Astrid only leaves the lab for a minute, but when she gets back Peter is nowhere to be seen. She stops at the top of the stairs and scans the room, wondering how he's left without her knowing. She frowns, trying to think, before carrying on down the stairs where, at the bottom, she notices the beakers all over the floor (good thing they're shatter-proof, she thinks). Stooping to pick them up she realises it isn't just beakers on the floor, there's bits of metal, a computer keyboard, a lamp, a packet of chips – all of the things that had been on the table when she'd left the room. She holds back a "What the hell?" as best she can, but it still escapes from her mouth anyway. It looked like someone had pushed them all on the floor and Astrid tuts, annoyed because it's always her that clears up after every case.

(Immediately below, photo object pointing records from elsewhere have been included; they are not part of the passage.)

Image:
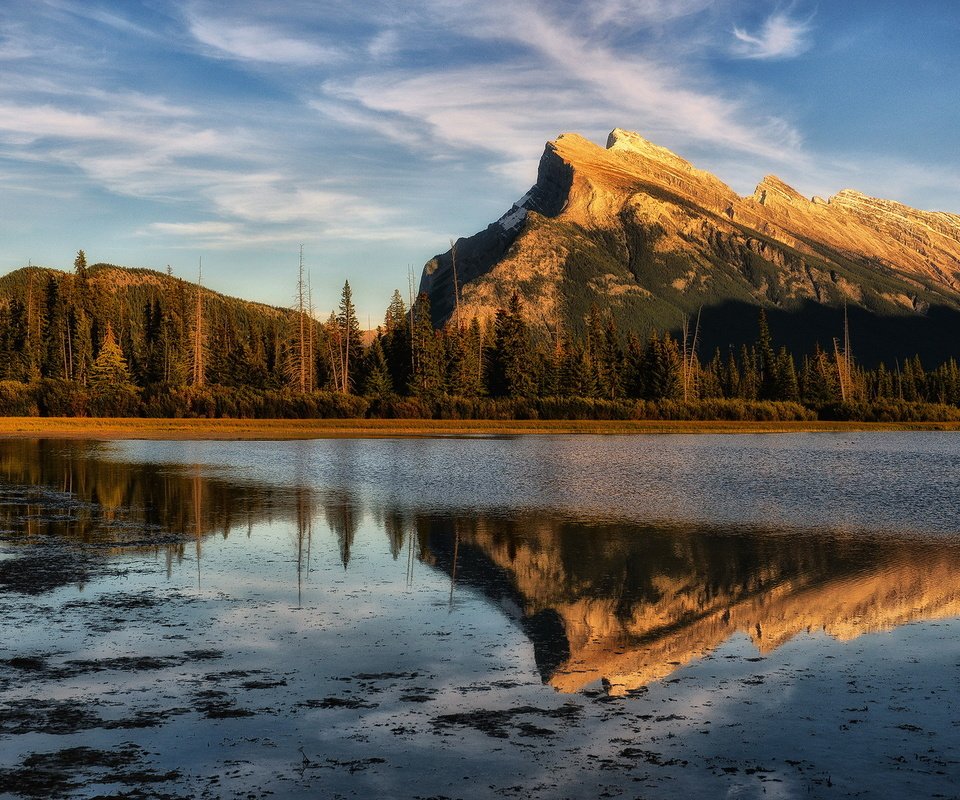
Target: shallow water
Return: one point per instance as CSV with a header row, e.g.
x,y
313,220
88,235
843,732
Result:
x,y
546,617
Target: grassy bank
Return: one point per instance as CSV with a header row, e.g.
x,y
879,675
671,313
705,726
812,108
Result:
x,y
269,429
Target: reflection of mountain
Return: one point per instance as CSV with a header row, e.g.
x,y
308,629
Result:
x,y
630,605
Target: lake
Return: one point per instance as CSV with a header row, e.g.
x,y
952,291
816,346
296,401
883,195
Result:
x,y
535,617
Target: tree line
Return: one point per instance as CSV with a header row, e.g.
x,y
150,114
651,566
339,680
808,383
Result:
x,y
74,345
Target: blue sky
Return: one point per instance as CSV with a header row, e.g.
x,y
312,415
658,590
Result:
x,y
151,133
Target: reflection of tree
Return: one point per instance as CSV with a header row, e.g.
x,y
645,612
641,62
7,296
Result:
x,y
74,491
304,513
343,518
393,526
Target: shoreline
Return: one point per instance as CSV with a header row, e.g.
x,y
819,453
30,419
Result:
x,y
287,429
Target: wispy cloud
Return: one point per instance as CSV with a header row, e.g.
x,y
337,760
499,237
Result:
x,y
592,87
780,36
260,43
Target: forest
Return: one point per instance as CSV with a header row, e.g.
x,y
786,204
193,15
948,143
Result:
x,y
106,341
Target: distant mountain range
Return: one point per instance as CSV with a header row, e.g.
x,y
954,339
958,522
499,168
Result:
x,y
635,228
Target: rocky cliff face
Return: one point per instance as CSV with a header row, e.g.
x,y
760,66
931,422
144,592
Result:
x,y
638,229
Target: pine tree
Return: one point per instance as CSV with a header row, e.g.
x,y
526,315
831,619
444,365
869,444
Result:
x,y
351,340
512,368
396,342
114,393
429,373
376,374
768,387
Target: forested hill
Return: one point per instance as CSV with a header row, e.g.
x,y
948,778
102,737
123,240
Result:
x,y
52,325
109,341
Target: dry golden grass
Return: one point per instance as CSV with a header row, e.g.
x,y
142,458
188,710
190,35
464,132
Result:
x,y
274,429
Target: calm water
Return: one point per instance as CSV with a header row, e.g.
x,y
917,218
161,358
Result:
x,y
548,617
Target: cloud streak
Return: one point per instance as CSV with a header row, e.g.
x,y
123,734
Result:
x,y
779,37
260,43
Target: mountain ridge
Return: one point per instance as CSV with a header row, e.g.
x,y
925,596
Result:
x,y
639,230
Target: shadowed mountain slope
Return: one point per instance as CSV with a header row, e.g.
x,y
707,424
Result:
x,y
635,228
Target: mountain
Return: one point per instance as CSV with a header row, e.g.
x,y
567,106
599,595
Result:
x,y
635,228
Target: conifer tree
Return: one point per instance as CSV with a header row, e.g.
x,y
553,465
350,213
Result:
x,y
512,372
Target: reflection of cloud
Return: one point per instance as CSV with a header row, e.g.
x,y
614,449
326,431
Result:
x,y
778,37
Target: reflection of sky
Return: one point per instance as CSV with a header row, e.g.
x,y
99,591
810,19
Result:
x,y
844,710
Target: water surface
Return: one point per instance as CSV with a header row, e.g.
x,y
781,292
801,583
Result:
x,y
582,616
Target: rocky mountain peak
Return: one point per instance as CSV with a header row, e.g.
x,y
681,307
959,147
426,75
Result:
x,y
635,228
771,189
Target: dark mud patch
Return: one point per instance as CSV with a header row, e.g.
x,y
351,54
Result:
x,y
45,568
37,667
62,717
336,702
119,601
214,704
67,772
501,723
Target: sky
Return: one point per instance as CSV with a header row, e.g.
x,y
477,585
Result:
x,y
158,133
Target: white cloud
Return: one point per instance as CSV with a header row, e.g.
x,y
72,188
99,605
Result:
x,y
780,36
564,79
259,43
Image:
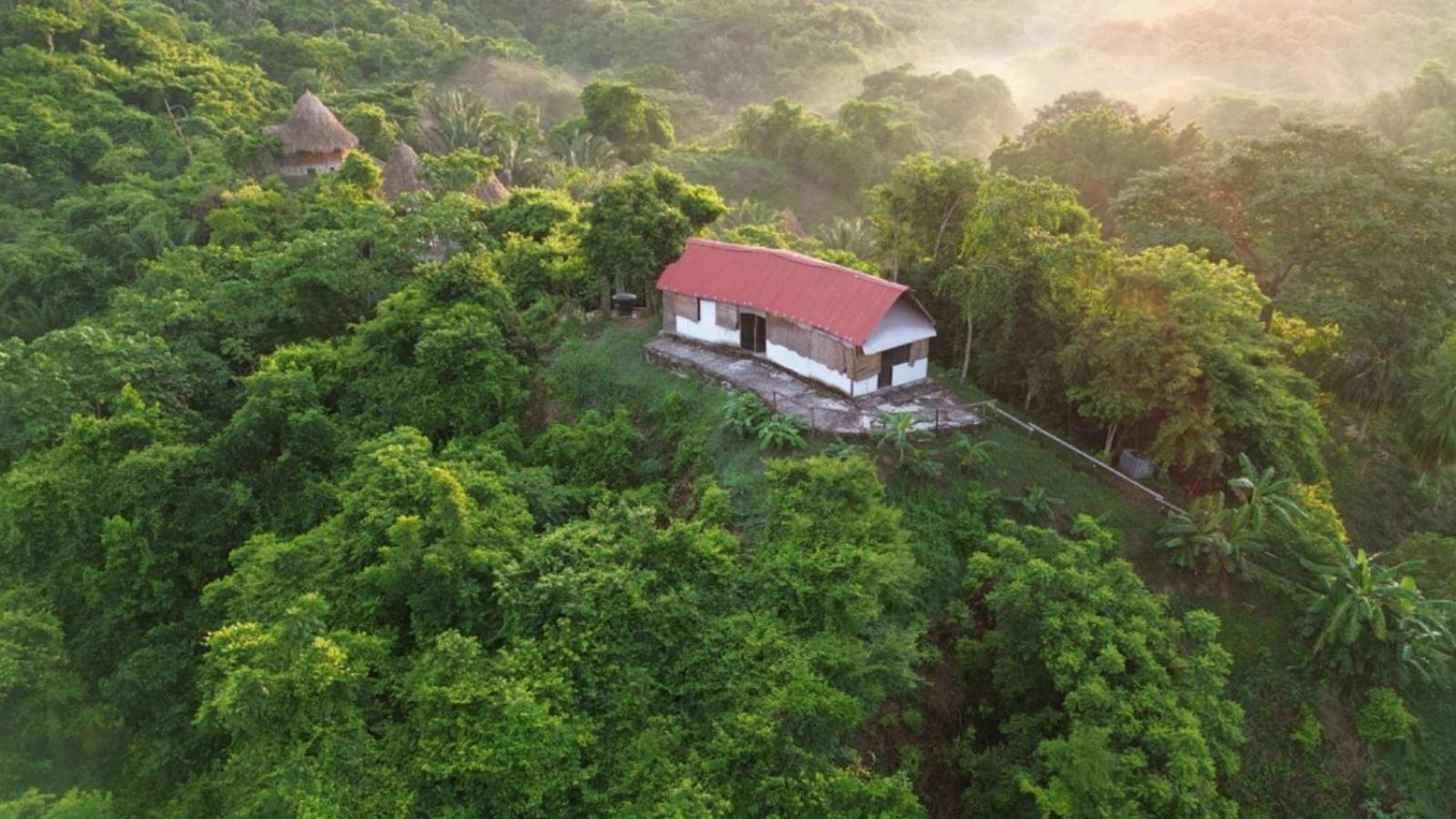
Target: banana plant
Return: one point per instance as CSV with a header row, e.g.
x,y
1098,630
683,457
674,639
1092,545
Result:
x,y
1210,535
1264,494
1366,618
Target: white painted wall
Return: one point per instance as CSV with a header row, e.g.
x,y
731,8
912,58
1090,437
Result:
x,y
865,387
807,368
906,373
902,373
706,327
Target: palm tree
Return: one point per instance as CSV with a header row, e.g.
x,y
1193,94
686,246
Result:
x,y
581,149
848,235
1431,411
1370,618
455,121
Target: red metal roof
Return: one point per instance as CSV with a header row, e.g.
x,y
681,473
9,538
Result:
x,y
842,302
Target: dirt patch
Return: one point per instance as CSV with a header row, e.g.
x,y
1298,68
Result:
x,y
944,714
1346,751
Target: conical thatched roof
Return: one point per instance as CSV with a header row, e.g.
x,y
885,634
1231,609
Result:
x,y
402,172
313,128
492,191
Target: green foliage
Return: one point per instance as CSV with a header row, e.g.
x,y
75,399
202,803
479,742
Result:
x,y
1308,734
973,455
1438,555
863,143
626,118
1088,698
1210,537
458,171
1096,150
1383,717
897,431
781,431
1037,501
641,222
1307,213
1369,620
744,413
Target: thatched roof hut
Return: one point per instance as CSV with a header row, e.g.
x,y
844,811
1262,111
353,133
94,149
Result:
x,y
402,172
312,128
492,191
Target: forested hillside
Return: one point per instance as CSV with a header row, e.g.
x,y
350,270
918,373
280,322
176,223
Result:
x,y
331,494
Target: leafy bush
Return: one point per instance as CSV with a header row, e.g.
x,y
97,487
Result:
x,y
1308,733
972,455
1383,717
783,431
1037,501
744,414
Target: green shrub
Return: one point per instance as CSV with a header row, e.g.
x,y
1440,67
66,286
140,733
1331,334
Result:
x,y
1383,719
744,414
783,431
1308,733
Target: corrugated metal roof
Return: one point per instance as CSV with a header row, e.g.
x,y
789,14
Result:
x,y
842,302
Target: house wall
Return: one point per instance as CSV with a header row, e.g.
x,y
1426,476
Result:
x,y
800,349
865,369
310,164
705,329
807,368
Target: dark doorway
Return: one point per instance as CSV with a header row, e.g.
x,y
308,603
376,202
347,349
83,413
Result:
x,y
753,332
887,363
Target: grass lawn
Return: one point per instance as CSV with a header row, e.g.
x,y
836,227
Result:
x,y
1302,755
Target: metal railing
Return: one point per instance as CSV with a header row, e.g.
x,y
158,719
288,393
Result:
x,y
1034,429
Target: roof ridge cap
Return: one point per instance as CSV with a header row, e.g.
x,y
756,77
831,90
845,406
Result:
x,y
797,257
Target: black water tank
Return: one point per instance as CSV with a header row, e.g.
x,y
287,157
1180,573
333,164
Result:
x,y
622,303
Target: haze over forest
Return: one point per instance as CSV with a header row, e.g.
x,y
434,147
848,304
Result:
x,y
356,458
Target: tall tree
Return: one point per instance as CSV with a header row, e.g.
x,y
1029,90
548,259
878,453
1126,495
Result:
x,y
640,223
1337,228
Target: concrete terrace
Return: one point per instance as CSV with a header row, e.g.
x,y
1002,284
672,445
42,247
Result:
x,y
820,409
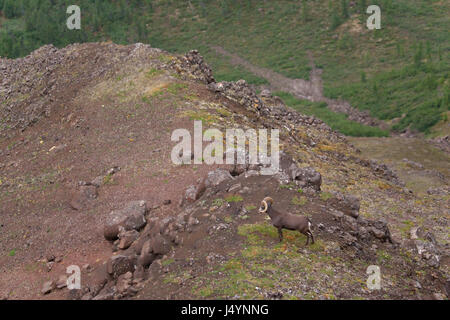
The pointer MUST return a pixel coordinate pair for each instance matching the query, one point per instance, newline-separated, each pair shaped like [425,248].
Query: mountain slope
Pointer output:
[99,137]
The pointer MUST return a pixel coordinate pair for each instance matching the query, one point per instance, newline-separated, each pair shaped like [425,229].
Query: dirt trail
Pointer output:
[310,90]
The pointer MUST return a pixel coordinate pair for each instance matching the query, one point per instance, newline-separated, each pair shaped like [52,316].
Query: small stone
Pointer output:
[87,268]
[48,287]
[49,266]
[62,282]
[118,265]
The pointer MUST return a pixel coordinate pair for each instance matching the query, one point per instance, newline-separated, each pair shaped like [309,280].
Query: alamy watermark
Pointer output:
[235,153]
[74,279]
[374,280]
[374,21]
[74,21]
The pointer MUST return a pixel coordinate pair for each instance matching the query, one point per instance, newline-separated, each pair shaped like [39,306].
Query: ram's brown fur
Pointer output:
[284,220]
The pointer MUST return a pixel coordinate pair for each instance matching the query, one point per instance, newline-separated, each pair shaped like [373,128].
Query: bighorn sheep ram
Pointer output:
[283,220]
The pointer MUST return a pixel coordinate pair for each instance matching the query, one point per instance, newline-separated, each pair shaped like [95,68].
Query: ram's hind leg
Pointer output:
[280,234]
[309,234]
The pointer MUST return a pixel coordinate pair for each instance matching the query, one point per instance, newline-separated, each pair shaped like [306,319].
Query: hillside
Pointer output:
[87,139]
[398,74]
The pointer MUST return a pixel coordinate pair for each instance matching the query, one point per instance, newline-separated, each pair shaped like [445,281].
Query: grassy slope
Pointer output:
[398,73]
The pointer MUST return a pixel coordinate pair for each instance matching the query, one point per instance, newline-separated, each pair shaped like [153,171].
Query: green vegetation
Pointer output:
[398,73]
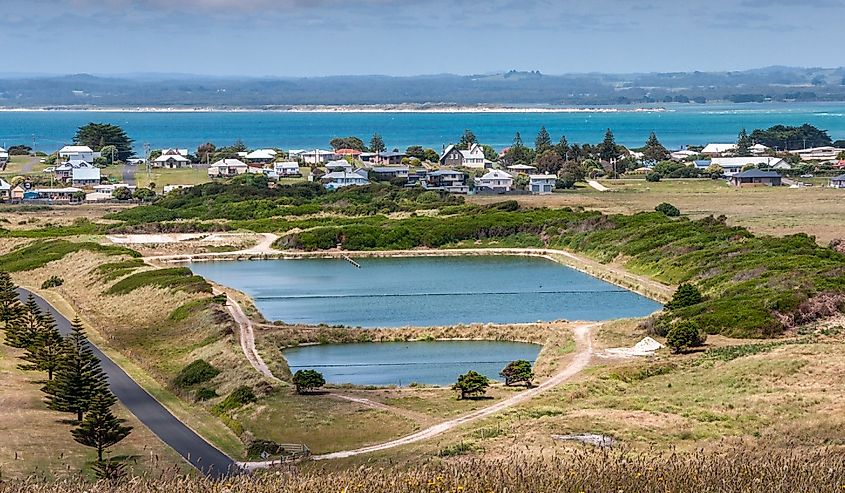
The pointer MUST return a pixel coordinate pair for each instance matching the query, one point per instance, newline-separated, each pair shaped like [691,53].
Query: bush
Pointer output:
[668,209]
[198,371]
[204,394]
[52,282]
[239,397]
[686,295]
[308,380]
[684,335]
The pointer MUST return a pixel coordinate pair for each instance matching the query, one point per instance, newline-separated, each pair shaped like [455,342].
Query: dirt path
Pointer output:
[247,336]
[579,361]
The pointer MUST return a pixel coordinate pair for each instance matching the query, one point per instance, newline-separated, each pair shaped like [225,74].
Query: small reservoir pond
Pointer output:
[424,291]
[403,363]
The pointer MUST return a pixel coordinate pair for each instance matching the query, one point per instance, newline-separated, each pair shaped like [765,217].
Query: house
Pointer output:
[318,156]
[447,180]
[261,156]
[338,179]
[390,172]
[541,184]
[733,165]
[172,160]
[388,158]
[81,153]
[339,165]
[716,150]
[5,190]
[495,181]
[227,168]
[837,181]
[287,168]
[467,158]
[755,177]
[85,177]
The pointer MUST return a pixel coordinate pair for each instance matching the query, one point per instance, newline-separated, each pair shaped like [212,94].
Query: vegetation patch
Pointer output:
[178,278]
[40,253]
[198,371]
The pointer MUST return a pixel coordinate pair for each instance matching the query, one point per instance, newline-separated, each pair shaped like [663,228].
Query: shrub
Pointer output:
[308,380]
[239,397]
[204,394]
[684,335]
[686,295]
[198,371]
[668,209]
[52,282]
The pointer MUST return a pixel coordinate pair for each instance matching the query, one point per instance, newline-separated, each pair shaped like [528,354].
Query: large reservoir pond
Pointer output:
[403,363]
[424,291]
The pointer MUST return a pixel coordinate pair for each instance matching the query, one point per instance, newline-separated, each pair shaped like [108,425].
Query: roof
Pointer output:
[72,149]
[86,174]
[757,173]
[237,163]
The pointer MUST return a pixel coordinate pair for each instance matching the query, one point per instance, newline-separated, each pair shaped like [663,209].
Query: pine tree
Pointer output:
[78,376]
[47,351]
[10,307]
[101,428]
[743,144]
[22,332]
[543,142]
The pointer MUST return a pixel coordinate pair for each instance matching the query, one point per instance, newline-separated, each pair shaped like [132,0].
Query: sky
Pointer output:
[405,37]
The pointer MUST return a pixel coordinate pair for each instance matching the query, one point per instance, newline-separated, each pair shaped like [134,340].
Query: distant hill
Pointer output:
[507,88]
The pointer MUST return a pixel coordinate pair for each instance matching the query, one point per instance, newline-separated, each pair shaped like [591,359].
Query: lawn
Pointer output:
[816,210]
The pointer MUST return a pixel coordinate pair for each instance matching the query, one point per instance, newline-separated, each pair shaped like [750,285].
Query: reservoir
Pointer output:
[403,363]
[424,291]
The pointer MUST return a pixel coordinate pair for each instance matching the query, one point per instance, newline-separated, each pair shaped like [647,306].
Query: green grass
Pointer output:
[40,253]
[178,278]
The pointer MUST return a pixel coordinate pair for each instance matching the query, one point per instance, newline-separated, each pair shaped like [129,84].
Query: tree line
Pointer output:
[74,380]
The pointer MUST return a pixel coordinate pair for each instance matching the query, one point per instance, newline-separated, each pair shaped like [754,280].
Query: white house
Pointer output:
[337,179]
[496,181]
[226,168]
[733,165]
[287,168]
[261,156]
[80,153]
[468,158]
[85,177]
[541,184]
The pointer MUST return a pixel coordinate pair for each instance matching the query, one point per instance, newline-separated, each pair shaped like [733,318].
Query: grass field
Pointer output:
[816,210]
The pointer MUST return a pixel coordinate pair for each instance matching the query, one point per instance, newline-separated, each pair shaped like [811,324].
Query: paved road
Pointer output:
[202,455]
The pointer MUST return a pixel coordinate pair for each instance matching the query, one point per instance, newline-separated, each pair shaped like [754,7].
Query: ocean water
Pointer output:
[678,125]
[403,363]
[424,291]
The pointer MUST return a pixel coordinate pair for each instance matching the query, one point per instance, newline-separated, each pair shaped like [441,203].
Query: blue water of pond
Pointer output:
[425,291]
[403,363]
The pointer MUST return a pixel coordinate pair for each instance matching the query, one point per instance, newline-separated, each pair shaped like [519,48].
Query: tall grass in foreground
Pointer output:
[733,469]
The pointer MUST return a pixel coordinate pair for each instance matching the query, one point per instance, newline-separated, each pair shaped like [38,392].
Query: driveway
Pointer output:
[199,453]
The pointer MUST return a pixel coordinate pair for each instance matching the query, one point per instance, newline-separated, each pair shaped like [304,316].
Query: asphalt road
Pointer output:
[202,455]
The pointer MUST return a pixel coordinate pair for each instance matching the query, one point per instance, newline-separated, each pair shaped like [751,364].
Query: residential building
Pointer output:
[80,153]
[390,172]
[447,180]
[227,168]
[338,179]
[541,184]
[756,177]
[495,181]
[85,177]
[287,168]
[837,181]
[467,158]
[261,156]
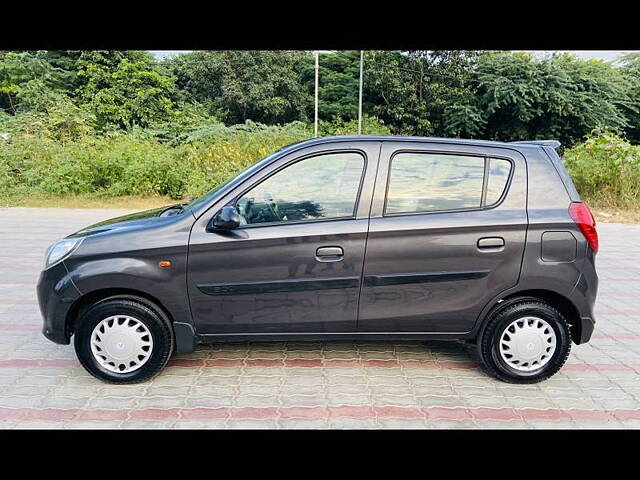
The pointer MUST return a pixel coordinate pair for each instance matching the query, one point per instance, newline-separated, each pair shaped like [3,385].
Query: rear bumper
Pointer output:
[583,297]
[586,330]
[56,294]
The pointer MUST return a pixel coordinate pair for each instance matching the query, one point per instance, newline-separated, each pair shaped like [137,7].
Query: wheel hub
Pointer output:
[121,344]
[527,344]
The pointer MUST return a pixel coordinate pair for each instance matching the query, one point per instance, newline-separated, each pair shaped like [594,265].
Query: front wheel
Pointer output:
[526,341]
[121,340]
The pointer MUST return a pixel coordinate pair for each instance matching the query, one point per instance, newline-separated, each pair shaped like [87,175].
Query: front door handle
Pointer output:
[493,244]
[329,254]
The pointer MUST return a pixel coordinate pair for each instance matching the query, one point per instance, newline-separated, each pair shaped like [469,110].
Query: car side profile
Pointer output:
[355,237]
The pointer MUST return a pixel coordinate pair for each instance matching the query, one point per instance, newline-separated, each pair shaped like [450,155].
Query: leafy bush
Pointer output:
[606,170]
[120,164]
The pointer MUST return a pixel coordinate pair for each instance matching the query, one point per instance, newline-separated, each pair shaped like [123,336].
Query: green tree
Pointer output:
[630,68]
[412,91]
[516,96]
[263,86]
[122,88]
[28,81]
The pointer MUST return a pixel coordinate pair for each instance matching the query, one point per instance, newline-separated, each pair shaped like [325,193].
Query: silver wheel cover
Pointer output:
[121,344]
[527,344]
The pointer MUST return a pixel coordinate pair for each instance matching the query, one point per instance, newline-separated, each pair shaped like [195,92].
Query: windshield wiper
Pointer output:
[176,209]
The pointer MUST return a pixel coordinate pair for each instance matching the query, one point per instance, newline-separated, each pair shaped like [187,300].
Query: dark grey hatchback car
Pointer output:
[360,237]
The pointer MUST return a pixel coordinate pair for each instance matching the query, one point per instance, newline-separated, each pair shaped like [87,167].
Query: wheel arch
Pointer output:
[560,302]
[88,299]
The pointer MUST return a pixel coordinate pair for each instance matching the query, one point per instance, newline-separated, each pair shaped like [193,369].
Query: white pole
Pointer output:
[360,98]
[315,122]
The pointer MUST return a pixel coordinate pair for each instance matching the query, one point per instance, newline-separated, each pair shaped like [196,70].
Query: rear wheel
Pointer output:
[525,341]
[121,340]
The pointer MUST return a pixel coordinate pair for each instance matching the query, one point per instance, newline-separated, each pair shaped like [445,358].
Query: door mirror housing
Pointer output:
[226,219]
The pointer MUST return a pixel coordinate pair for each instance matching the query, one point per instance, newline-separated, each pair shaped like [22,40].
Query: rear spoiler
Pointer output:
[542,143]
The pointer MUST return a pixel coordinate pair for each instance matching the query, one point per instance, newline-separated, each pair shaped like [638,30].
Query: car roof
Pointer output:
[398,138]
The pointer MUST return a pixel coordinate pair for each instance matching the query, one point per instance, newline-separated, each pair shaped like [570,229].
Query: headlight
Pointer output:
[60,250]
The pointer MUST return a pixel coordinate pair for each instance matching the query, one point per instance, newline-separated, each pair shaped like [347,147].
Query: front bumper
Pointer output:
[56,294]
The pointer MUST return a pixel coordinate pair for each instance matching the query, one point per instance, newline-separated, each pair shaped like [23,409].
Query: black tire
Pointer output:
[142,310]
[501,318]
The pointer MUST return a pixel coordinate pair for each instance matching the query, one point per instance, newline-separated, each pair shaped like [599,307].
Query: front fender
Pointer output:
[141,274]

She wanders over to the trash can with the chips and it's then that she realises Peter hasn't left. He's sitting on the floor leaning against the deprivation tank with his head in his hands. "Peter?" She takes a few steps towards him. "What's wrong?" He doesn't answer. She walks slowly down the steps in trepidation, knowing that her question was a stupid one (her mother always said she asked the most obvious questions, but Astrid thought the obvious questions were a good segue way into the harder ones).

Peter looks up, rubbing his hands through his hair, but doesn't say anything. His face is etched with hurt and guilt and pain, and the fear it strikes in Astrid makes her feel like all her organs have disappeared and there's a great big hole inside of her. She kneels down and puts her hand gently on his knee, squeezing a little. "Olivia?" she asks. Peter closes his eyes and nods.

"I should have known," he says, his voice thick.

"Oh, Peter." She sits down beside him. "She fooled us all, you know."

"I should have known," he repeats.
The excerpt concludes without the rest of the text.